Your question is a little unclear...

The furthest point along a Ray is determined by the

*distance*property specified in its constructor.Or, do you mean the point at which the furthest collision occurs? You could do that with RayCastAll, sorting the results and picking the furthest hit point based on Vector3.Distance.

Or, do you mean the furthest the ray travels before it hits something? For that just use regular RayCast, and check the Vector3.Distance of the hit.point (if no collider was hit, RayCast will return false).

@ tanoshimi:

-I'll try again with pictures, perhaps it will help:

Basically, when the raycast does hit something, I can just check the distance between the hit.point and the ray.origion.

However when no collision occurs, the only way I can check this is to see if hit.point is still some pre-defined value like (1000,1000,1000), a number that is not possible in normal gameplay. Therefore, I can safely use the max distance of the ray knowing that it will be a safe value.

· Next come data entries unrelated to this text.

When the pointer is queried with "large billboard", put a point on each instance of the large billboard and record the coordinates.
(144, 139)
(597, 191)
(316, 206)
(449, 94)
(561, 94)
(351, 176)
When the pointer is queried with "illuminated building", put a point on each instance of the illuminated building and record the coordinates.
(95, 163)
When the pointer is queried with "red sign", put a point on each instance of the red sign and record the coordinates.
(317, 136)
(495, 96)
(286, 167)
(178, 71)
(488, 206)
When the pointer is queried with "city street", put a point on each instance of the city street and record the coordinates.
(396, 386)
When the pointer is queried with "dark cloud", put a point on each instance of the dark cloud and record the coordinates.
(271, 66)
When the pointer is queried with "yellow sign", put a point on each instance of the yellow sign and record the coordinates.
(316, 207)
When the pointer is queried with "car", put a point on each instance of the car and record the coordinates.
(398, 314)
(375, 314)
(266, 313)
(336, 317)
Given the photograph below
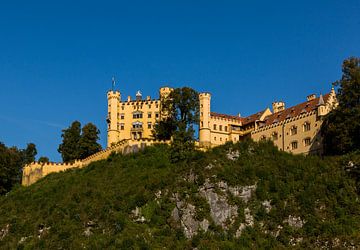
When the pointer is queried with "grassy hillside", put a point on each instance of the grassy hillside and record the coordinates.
(143, 201)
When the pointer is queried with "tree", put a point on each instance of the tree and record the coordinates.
(88, 142)
(341, 128)
(180, 112)
(29, 153)
(70, 143)
(76, 145)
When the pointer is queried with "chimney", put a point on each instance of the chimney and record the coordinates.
(311, 97)
(138, 96)
(278, 106)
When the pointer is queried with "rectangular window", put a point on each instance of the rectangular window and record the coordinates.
(294, 145)
(306, 126)
(307, 141)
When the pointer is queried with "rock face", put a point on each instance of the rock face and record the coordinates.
(4, 231)
(295, 222)
(221, 212)
(185, 213)
(249, 222)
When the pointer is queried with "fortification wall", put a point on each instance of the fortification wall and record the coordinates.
(35, 171)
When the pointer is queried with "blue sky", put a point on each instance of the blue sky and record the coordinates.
(57, 57)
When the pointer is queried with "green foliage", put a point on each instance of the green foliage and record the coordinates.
(181, 112)
(79, 143)
(69, 148)
(99, 199)
(341, 127)
(12, 161)
(88, 142)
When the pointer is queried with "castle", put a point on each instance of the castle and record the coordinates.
(295, 129)
(130, 124)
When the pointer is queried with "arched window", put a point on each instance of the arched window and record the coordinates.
(306, 126)
(293, 130)
(274, 136)
(307, 141)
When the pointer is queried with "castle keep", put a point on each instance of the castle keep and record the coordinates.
(294, 129)
(130, 123)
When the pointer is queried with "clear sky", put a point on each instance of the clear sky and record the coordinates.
(57, 57)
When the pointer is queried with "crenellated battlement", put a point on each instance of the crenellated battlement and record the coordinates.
(37, 170)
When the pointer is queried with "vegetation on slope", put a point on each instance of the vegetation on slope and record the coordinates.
(94, 207)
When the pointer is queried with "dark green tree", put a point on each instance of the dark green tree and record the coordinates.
(341, 128)
(43, 159)
(79, 143)
(69, 148)
(88, 144)
(181, 112)
(29, 153)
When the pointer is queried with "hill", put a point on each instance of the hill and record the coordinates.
(247, 195)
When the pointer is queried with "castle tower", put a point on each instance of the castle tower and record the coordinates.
(204, 128)
(165, 92)
(113, 117)
(321, 107)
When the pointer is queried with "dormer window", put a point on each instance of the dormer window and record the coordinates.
(274, 136)
(137, 114)
(306, 126)
(293, 130)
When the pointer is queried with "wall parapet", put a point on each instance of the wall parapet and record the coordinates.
(37, 170)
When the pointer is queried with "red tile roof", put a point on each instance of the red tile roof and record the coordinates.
(294, 111)
(233, 117)
(252, 118)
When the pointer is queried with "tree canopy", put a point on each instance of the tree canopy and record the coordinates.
(79, 143)
(341, 128)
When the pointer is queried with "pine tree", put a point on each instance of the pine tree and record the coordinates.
(341, 128)
(88, 142)
(69, 148)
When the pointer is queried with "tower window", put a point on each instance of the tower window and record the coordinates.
(306, 126)
(137, 115)
(274, 136)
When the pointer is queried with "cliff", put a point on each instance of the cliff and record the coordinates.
(247, 195)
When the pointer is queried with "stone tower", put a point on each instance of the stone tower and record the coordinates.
(113, 117)
(204, 128)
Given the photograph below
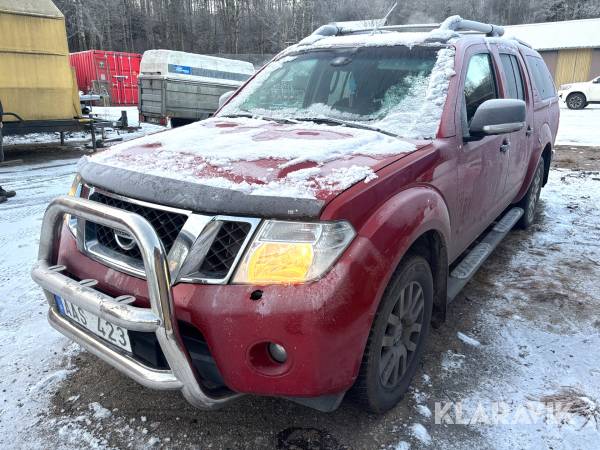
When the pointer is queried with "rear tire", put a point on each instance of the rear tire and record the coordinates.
(397, 338)
(530, 201)
(576, 101)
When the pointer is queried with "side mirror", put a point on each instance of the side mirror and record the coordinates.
(226, 96)
(498, 116)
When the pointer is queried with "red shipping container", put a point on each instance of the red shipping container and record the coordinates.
(114, 72)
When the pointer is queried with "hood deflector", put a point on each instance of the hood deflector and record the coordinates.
(194, 196)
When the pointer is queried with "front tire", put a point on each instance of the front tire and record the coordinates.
(530, 201)
(576, 101)
(397, 338)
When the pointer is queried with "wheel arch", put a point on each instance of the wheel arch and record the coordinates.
(432, 246)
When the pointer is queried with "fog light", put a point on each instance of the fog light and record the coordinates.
(277, 352)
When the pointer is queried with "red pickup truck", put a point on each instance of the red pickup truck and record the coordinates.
(300, 243)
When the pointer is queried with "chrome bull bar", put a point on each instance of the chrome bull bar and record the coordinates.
(159, 318)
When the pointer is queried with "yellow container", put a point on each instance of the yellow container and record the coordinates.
(36, 79)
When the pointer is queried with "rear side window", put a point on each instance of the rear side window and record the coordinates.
(514, 81)
(480, 83)
(541, 77)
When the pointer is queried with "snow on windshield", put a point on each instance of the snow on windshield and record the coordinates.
(401, 89)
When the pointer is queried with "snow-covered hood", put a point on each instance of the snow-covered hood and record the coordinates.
(245, 166)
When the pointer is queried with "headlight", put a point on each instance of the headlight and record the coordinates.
(75, 191)
(293, 252)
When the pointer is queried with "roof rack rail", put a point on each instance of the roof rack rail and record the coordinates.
(452, 23)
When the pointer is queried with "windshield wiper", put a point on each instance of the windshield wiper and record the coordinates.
(259, 116)
(346, 123)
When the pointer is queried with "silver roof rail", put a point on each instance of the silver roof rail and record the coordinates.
(453, 23)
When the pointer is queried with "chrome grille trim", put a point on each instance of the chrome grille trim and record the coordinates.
(197, 226)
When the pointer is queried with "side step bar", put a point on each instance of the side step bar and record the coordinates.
(465, 270)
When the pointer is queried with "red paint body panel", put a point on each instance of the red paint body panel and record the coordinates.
(117, 71)
(451, 186)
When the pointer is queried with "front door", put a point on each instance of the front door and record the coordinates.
(483, 162)
(520, 141)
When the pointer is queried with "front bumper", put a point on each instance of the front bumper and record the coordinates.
(323, 325)
(159, 318)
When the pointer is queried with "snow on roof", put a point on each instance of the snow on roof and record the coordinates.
(558, 35)
(42, 8)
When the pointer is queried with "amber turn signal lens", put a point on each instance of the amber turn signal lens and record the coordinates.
(277, 262)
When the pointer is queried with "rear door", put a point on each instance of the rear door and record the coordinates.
(483, 162)
(515, 87)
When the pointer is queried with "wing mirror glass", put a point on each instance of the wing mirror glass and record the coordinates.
(498, 116)
(226, 96)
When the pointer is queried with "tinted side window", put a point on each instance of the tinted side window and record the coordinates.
(480, 83)
(510, 65)
(541, 77)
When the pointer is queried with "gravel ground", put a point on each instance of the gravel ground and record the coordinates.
(526, 328)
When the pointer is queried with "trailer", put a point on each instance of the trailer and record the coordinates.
(110, 74)
(185, 87)
(38, 92)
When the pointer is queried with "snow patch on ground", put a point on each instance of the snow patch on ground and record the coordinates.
(468, 339)
(452, 362)
(420, 433)
(99, 411)
(424, 411)
(33, 357)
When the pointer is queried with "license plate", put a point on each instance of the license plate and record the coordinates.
(110, 332)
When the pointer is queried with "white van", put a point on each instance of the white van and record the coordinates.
(185, 87)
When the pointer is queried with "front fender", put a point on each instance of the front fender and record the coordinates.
(399, 222)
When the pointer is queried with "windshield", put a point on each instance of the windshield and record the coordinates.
(397, 89)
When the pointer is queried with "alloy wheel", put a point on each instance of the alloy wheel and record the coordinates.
(401, 335)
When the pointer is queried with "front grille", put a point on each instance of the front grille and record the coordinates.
(167, 225)
(224, 249)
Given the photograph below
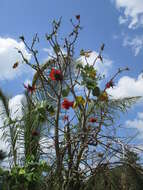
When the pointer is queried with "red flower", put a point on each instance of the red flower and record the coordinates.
(15, 65)
(56, 74)
(109, 84)
(30, 88)
(66, 104)
(65, 118)
(35, 133)
(92, 120)
(77, 17)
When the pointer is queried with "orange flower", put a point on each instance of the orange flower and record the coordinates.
(92, 120)
(66, 104)
(65, 118)
(35, 133)
(30, 88)
(77, 17)
(56, 74)
(15, 65)
(109, 84)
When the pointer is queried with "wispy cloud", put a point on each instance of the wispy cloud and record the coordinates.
(128, 87)
(132, 12)
(9, 55)
(135, 43)
(102, 68)
(136, 123)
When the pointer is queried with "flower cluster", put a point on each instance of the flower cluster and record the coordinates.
(56, 75)
(30, 88)
(66, 104)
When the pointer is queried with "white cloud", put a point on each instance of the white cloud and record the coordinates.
(136, 123)
(16, 105)
(135, 43)
(102, 68)
(132, 12)
(127, 87)
(9, 55)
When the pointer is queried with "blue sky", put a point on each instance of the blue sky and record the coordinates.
(117, 23)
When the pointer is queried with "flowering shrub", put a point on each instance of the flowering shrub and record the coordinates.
(74, 143)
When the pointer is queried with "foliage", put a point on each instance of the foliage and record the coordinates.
(68, 121)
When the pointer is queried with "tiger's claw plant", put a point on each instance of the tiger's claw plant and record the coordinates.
(68, 119)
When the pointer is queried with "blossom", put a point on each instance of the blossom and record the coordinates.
(109, 84)
(104, 96)
(66, 104)
(35, 133)
(77, 17)
(92, 120)
(79, 101)
(15, 65)
(65, 118)
(30, 88)
(56, 74)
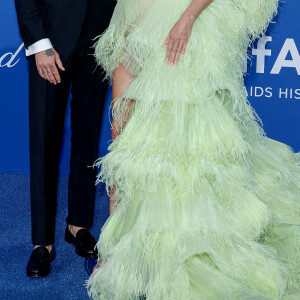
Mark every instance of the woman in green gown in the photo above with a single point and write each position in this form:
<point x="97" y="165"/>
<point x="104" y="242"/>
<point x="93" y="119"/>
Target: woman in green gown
<point x="207" y="207"/>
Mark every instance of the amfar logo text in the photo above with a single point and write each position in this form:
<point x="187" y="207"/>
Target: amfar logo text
<point x="289" y="46"/>
<point x="10" y="59"/>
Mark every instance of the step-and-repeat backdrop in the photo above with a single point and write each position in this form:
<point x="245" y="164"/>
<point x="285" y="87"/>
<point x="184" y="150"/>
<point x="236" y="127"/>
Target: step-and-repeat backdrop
<point x="272" y="83"/>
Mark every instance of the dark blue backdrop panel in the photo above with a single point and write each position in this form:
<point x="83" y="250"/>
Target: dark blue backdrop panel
<point x="272" y="85"/>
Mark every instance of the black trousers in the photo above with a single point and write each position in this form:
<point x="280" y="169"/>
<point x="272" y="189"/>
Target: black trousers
<point x="47" y="108"/>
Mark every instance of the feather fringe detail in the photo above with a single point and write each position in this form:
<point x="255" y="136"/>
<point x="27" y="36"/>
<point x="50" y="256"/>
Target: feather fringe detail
<point x="208" y="206"/>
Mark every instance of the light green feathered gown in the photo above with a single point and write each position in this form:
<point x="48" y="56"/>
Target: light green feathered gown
<point x="209" y="207"/>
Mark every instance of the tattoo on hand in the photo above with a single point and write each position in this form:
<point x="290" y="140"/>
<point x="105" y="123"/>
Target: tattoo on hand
<point x="49" y="53"/>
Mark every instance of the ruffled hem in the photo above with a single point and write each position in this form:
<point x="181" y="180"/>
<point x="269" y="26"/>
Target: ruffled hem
<point x="208" y="205"/>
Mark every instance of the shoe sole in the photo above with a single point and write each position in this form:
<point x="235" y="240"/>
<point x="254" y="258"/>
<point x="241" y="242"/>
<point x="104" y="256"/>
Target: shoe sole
<point x="39" y="275"/>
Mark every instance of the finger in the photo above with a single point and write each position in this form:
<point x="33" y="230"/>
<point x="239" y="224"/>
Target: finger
<point x="55" y="73"/>
<point x="46" y="72"/>
<point x="174" y="50"/>
<point x="169" y="49"/>
<point x="40" y="71"/>
<point x="178" y="53"/>
<point x="51" y="75"/>
<point x="59" y="62"/>
<point x="183" y="49"/>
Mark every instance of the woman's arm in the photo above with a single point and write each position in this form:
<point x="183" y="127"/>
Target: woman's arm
<point x="180" y="33"/>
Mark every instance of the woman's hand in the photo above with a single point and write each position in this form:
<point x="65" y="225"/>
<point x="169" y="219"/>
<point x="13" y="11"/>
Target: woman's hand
<point x="178" y="39"/>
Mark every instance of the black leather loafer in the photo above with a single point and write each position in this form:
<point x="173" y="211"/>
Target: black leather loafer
<point x="39" y="262"/>
<point x="84" y="242"/>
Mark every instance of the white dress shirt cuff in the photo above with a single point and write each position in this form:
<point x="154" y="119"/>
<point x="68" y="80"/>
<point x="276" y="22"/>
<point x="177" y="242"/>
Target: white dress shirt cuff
<point x="39" y="46"/>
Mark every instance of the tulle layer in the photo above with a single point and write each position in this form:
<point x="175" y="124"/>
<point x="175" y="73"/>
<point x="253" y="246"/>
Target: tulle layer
<point x="208" y="206"/>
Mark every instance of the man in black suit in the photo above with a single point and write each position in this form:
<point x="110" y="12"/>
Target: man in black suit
<point x="58" y="37"/>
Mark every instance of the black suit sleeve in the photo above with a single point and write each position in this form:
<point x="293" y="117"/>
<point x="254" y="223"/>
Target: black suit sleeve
<point x="30" y="21"/>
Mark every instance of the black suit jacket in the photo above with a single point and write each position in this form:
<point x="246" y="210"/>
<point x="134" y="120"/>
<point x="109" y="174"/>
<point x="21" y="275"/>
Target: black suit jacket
<point x="62" y="21"/>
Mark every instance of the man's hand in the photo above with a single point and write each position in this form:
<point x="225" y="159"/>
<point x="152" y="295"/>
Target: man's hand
<point x="47" y="63"/>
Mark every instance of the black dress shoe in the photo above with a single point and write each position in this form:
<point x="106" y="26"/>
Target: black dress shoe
<point x="84" y="242"/>
<point x="39" y="262"/>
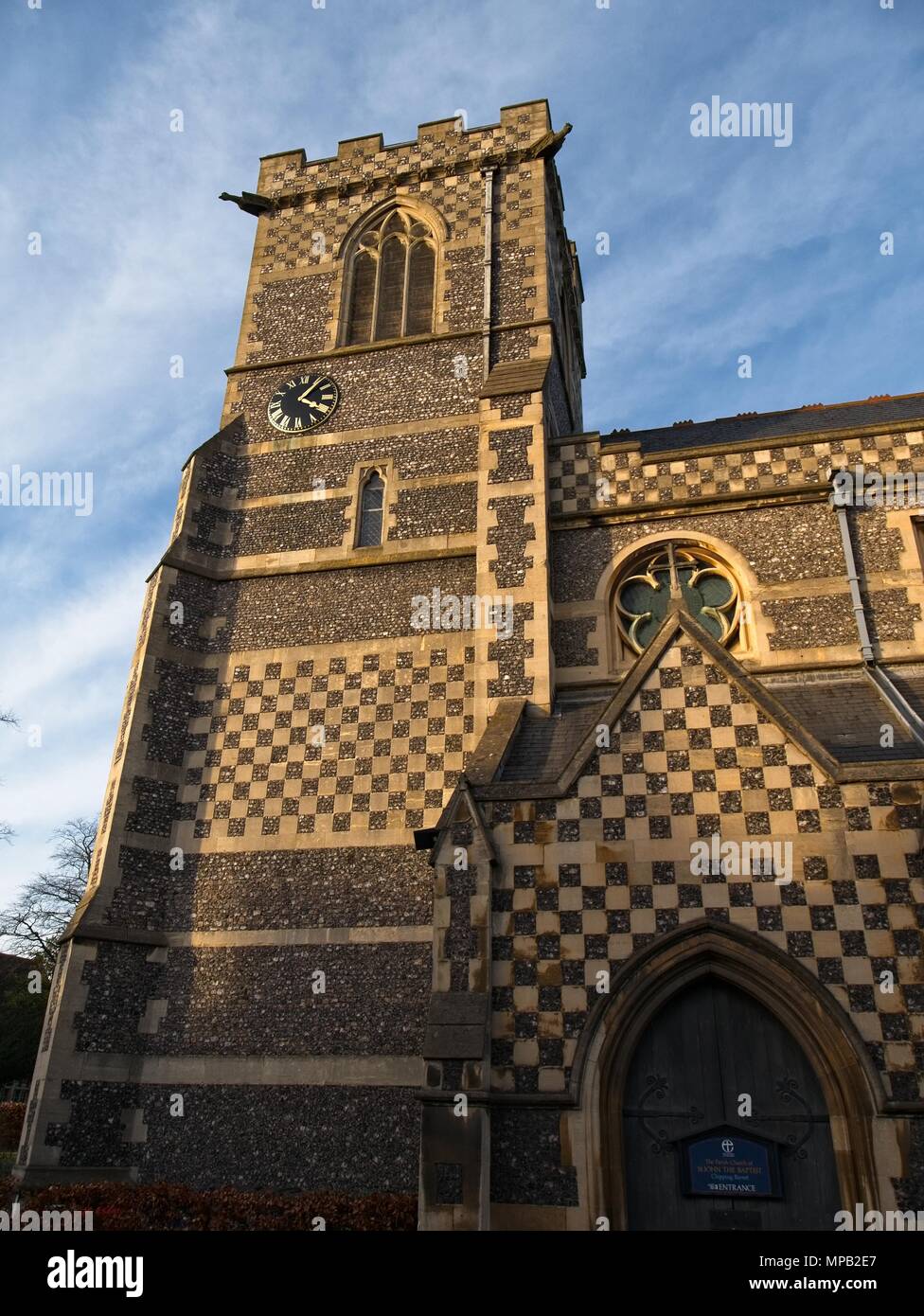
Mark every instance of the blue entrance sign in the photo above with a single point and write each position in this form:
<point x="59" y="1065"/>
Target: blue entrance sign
<point x="724" y="1164"/>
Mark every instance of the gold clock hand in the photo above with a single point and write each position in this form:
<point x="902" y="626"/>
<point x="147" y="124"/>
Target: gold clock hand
<point x="303" y="398"/>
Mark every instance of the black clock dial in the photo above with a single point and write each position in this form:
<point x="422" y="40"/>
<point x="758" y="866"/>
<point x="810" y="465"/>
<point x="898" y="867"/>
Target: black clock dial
<point x="303" y="403"/>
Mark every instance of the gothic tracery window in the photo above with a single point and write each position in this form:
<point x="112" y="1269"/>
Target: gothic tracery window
<point x="371" y="507"/>
<point x="391" y="274"/>
<point x="708" y="589"/>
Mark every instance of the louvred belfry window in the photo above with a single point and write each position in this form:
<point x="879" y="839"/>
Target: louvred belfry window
<point x="371" y="505"/>
<point x="393" y="276"/>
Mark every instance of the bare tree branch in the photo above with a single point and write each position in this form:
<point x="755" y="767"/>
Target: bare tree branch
<point x="33" y="924"/>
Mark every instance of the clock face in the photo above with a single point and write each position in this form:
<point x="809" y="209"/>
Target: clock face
<point x="303" y="403"/>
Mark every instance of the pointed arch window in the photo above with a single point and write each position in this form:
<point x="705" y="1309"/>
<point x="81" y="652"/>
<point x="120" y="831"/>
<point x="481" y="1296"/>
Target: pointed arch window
<point x="393" y="276"/>
<point x="708" y="589"/>
<point x="371" y="509"/>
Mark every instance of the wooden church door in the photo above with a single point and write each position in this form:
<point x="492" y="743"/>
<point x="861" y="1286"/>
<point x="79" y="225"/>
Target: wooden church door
<point x="693" y="1160"/>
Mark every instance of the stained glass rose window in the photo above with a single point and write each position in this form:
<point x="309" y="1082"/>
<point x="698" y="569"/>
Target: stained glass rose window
<point x="708" y="589"/>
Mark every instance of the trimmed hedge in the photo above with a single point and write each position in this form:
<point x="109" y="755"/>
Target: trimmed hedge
<point x="12" y="1113"/>
<point x="170" y="1205"/>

Ideally I would just like to find the termination point of the ray, without needing another variable to check instead.

It does work as is, and just may not be worth worrying about at this point...

```
endpoint = ray.origin + (ray.direction * maxRayLength);
```

@ agosevensixtytwo:

-Right, but when there is a collision, we are right be to where we started, since the ray is less than its max length...

A ray is mathematically defined by a start point and a direction. It means it has no end, it just keeps on going. Unity adds a new factor so that you can limit the length of the ray which should actually be called a segment since it no longer considers the mathematic requirements of a ray.

So either your ray goes on infinitely or it has been given a length, and that length is the end of the ray.

To get the end of the ray, if you got a hit:

```
Vector3 endOfRay = hit.point;
```

if you got no hit:

```
Vector3 endOfRay = ray.origin + ray.direction * length;
Vector3 endOfRay = ray.GetPoint(length);
```

or

```
indefine since infinite.
```

@boddole:

Raycast returns if you hit something or not. So like fafase said you usually have a setup like this:

```
Vector3 endPoint;
if (Physics.Raycast(yourRay, out hit, yourDistance))
endPoint = hit.point;
else
endPoint = yourRay.GetPoint(yourDistance);
```

Or if you don't use a Ray it would be:

```
Vector3 endPoint;
if (Physics.Raycast(yourOrigin, yourDirection, out hit, yourDistance))
endPoint = hit.point;
else
endPoint = yourOrigin + yourDirection.normalized*yourDistance;
```

Also like fafase said if you haven't specified a length for your raycast if's infinite so there is no endpoint unless you specify what should be your max distance.